No está de más recordar que todo esto ocurre mientras a ambos lados del canal de la Mancha la población sigue en buena medida en estado de shock por la pandemia. Quizá el nacional-populismo que mencionábamos al comienzo del artículo retroceda en algunas encuestas de intención de voto, pero sigue ahí. La aprobación in extremis de la reforma del Mecanismo Europeo de Estabilidad (MEDE) en Italia, por ejemplo, ha dejado al descubierto la fragilidad del gobierno de Giuseppe Conte, frente al que la coalición de la derecha, liderada ahora, tras la caída en desgracia de Silvio Berlusconi, por la Liga de Matteo Salvini y los Hermanos de Italia de Giorgia Meloni –la formación heredera de la neofascista Alianza Nacional–, afila los cuchillos. En Alemania, die tageszeitung analizaba los resultados de la décima encuesta sobre el autoritarismo realizada por la Universidad de Leipzig y concluía, a diferencia de otros medios, que la radicalización por la derecha de los votantes en el Este del país sigue en marcha, particularmente entre los más jóvenes, nacidos después de la caída del Muro de Berlín: un sorprendente 15’6% de los encuestados de entre 14 y 30 años –esto es, uno de cada seis jóvenes en la antigua Alemania oriental– se declaró partidario de una dictadura de derechas. En España Vox no sólo se ha consolidado como tercera fuerza, sino que en algunos sondeos incluso sigue subiendo. Los demonios no han vuelto a la caja de Pandora, solamente han dado un paso atrás, y esperan.
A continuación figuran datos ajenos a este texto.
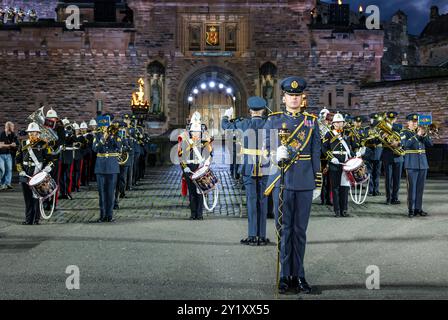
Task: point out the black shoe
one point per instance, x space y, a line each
420 213
263 241
249 241
283 285
293 282
303 286
253 241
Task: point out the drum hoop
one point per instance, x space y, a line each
45 175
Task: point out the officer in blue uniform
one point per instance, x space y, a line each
393 164
131 153
126 146
254 181
107 145
372 158
302 158
415 141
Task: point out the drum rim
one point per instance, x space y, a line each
42 173
345 167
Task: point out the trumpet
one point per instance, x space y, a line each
431 130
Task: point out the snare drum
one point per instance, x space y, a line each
205 179
43 185
356 171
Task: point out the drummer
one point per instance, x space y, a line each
194 151
31 158
338 147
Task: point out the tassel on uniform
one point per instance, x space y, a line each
184 189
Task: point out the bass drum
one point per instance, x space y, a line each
44 187
206 181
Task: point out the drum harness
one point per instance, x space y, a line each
37 168
204 195
357 197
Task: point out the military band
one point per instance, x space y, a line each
284 156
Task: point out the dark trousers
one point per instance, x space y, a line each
121 183
296 214
76 174
416 179
32 213
129 181
106 188
85 174
374 168
340 193
257 205
392 172
196 199
136 169
65 178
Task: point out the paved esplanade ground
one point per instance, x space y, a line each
154 252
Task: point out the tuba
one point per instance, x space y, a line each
46 134
387 136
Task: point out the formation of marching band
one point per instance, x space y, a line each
59 156
291 155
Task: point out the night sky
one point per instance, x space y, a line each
416 10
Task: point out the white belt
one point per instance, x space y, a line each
30 164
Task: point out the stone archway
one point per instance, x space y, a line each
218 81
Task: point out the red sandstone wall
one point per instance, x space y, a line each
422 96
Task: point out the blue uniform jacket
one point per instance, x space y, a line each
106 165
303 171
388 156
373 152
253 139
415 157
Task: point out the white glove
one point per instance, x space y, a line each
282 153
316 193
335 161
229 113
47 169
362 150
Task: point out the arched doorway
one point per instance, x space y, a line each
211 90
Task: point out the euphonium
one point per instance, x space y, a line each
388 136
Johnson baja, Starmer sube

Boris Johnson actúa sin quitar el ojo de las encuestas de intención de voto, en las que el Partido Laborista de Keir Starmer ha recortado distancias y está a un solo punto porcentual de los tories. Quizá eso explique la sonada salida de Dominic Cummings –arquitecto de la campaña del Leave y asesor del primer ministro– de Downing Street semanas atrás, analizada con lupa por los medios internacionales. No obstante, Starmer es visto críticamente por la izquierda laborista que apoyó a Jeremy Corbyn.

Publicado en El Quinze, 18 de diciembre de 2020.